Artist Siopis continues to inspire
Globally acclaimed South African artist Penny Siopis opened her latest exhibition Time and Again at the Wits Art Museum on Monday. A retrospective view on Siopis’ 30 years of artwork, Siopis remains relevant and inspirational.

RETROSPECTIVE VIEW: Exhibition-goers take a closer look at one of Penny Siopis’ works at the Wits Arts Museum in Braamfontein. Photo: Katleho Sekhotho
“Where’s Penny? Where’s Penny?” asked curator Fiona Rankin-Smith.
“Oh there she is,” says Rankin-Smith. “It’s wonderful to welcome Penny Siopis back to her second home.”
“Penny” is globally-renowned artist Penny Siopsis who on Monday opened a celebration of three decades of her work at an exhibition at the Wits Art Museum (WAM).
The evening was buzzing with many trying to get Siopis’ attention.
I was able to speak to her for just a few moments before she had to dash off. Kind and sweet, it was the first time I was able to put a face to the woman who had been an essential part in my visual arts learning in high school.
Indeed the exhibition was focused around her many years of artwork, but more importantly her artwork was a commemoration to her late husband Colin Richards.
“I want to dedicate the exhibition to my partner, my husband Colin Richards, who died very tragically and suddenly in 2012, said Siopis. “He’s a very strong presence in the exhibition as he would be, and he’s also a very strong presence in the book that’s been published to coincide with the exhibition.”
Fellow artist Clive van den Berg introduced Siopis with the words, “Penny it gives me such profound happiness to celebrate with you, in loved ones present and absent, the results of 30 years of work.”
I first encountered the mythical idea of pink pinky as a child and then seeing that depicted in Siopis’ Pinky Pinky series of hand printed lithograph’s felt familiar.
As Van den Berg says: “So when we look at Pinky Pinky paintings or the so-called cake paintings, Penny’s method has already created a bridge for our understanding even before we think of their imagery.
”Similarly if we look at the history paintings which were formed by cutting and pasting illustrations from history books , the method, the sharply cut edges, the disjuncture of scale of association and narrative, tells us viscerally what she is doing before we put into words their basic premise.”

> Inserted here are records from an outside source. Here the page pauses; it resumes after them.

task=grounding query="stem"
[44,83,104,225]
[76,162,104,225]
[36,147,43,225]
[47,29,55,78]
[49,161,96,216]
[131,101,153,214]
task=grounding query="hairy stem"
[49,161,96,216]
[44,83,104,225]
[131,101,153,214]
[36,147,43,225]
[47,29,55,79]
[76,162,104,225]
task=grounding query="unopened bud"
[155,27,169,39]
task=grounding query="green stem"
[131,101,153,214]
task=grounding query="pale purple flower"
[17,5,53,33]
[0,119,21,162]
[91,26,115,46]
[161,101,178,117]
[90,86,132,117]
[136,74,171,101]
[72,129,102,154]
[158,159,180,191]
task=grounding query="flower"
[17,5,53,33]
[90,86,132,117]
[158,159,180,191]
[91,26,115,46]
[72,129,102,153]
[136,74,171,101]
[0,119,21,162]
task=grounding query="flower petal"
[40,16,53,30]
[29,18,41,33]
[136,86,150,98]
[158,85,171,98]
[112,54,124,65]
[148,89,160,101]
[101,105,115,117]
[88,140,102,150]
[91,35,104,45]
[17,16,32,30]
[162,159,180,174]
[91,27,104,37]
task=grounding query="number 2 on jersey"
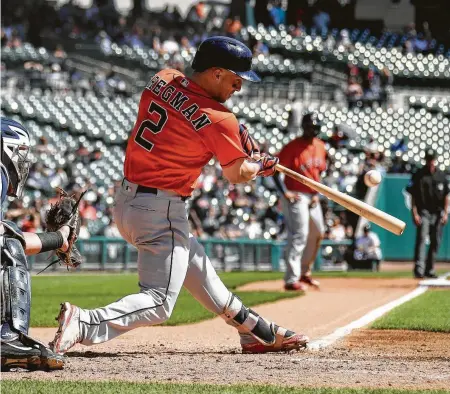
[134,101,168,152]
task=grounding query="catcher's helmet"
[1,118,30,197]
[192,36,261,82]
[302,112,322,137]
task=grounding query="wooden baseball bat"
[275,164,406,235]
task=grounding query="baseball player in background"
[0,118,74,371]
[274,113,326,290]
[51,37,308,353]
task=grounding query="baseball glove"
[40,188,86,270]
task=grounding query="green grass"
[1,380,448,394]
[31,272,299,327]
[371,290,450,333]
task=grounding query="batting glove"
[239,124,260,159]
[257,153,280,176]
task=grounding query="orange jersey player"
[52,37,308,353]
[125,70,247,196]
[275,113,326,290]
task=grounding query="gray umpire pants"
[414,210,443,276]
[80,180,236,345]
[282,193,325,284]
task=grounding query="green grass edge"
[1,382,448,394]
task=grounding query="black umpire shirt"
[406,166,449,213]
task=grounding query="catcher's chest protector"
[0,228,31,336]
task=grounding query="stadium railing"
[29,237,351,272]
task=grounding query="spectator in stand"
[186,1,206,23]
[329,217,347,242]
[53,44,67,59]
[224,16,242,40]
[245,215,263,239]
[252,41,269,56]
[103,217,122,260]
[78,217,91,239]
[406,150,450,279]
[404,22,417,38]
[202,207,219,237]
[338,29,353,51]
[353,224,382,271]
[268,0,286,27]
[1,28,8,48]
[313,8,330,35]
[346,77,364,109]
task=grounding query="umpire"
[406,150,449,278]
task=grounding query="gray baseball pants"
[282,193,325,284]
[80,180,239,345]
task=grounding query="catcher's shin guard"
[0,237,31,334]
[221,293,275,345]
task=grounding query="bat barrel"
[276,164,406,235]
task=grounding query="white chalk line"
[419,272,450,287]
[308,273,438,350]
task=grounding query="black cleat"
[1,335,64,372]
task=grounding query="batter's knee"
[292,233,307,247]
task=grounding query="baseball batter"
[51,37,308,353]
[274,113,326,290]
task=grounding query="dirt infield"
[2,279,450,388]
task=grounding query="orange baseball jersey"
[124,69,247,196]
[277,138,327,193]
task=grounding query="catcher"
[0,118,81,371]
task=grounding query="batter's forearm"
[223,159,261,183]
[273,172,287,195]
[23,226,69,256]
[236,160,261,183]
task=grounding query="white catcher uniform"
[52,70,308,353]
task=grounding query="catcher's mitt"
[41,188,86,272]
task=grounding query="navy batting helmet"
[0,117,31,197]
[192,36,261,82]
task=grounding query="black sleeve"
[273,171,286,195]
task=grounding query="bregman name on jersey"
[145,75,211,131]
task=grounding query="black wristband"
[36,231,64,253]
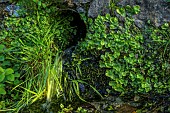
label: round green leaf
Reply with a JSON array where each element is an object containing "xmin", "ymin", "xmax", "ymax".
[
  {"xmin": 0, "ymin": 73, "xmax": 5, "ymax": 82},
  {"xmin": 0, "ymin": 44, "xmax": 5, "ymax": 52},
  {"xmin": 0, "ymin": 55, "xmax": 5, "ymax": 61},
  {"xmin": 0, "ymin": 88, "xmax": 6, "ymax": 95},
  {"xmin": 6, "ymin": 74, "xmax": 15, "ymax": 81},
  {"xmin": 0, "ymin": 67, "xmax": 4, "ymax": 74}
]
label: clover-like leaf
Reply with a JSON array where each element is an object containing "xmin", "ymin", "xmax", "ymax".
[
  {"xmin": 0, "ymin": 87, "xmax": 6, "ymax": 95},
  {"xmin": 0, "ymin": 44, "xmax": 5, "ymax": 52},
  {"xmin": 0, "ymin": 73, "xmax": 5, "ymax": 82},
  {"xmin": 0, "ymin": 55, "xmax": 5, "ymax": 61},
  {"xmin": 5, "ymin": 68, "xmax": 14, "ymax": 75},
  {"xmin": 6, "ymin": 74, "xmax": 15, "ymax": 81}
]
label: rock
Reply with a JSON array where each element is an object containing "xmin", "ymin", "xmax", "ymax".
[{"xmin": 88, "ymin": 0, "xmax": 110, "ymax": 18}]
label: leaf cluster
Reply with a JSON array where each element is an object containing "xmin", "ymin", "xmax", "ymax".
[{"xmin": 79, "ymin": 6, "xmax": 170, "ymax": 93}]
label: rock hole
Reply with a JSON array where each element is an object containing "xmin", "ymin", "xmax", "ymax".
[{"xmin": 60, "ymin": 10, "xmax": 87, "ymax": 49}]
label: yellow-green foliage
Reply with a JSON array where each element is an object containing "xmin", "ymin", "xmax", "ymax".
[{"xmin": 76, "ymin": 6, "xmax": 170, "ymax": 93}]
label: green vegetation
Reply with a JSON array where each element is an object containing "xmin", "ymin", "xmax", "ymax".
[
  {"xmin": 0, "ymin": 0, "xmax": 170, "ymax": 113},
  {"xmin": 76, "ymin": 5, "xmax": 170, "ymax": 94}
]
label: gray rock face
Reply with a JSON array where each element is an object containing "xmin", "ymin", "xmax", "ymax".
[{"xmin": 118, "ymin": 0, "xmax": 170, "ymax": 27}]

During her opening speech Siopis gave a heartfelt recount of the years of artwork that had finally lead her here:
“I also want to say that Clive has a very special meaning in my life, we were best friends when I first started out in Durban, we taught together … That was the time I made Queen Cakes and some of the earlier cake paintings. So to start this exhibition effectively in 1980 with the Queen Cakes and have Clive open the exhibition, and have Fiona here at WAM, putting a whole show together, is very, very special to me.
“So it’s this whole personal angle which is quite different,” she said.
Sipois said the exhibition includes her work up to 2012, when her husband passed away.
“There have been no works on this exhibition since he died. So for me the physical objects in this space mark his presence as much as my memory of him, and those who knew him at Wits would recognize in the exhibition.”
The exhibition ends on the 20th of July 2015.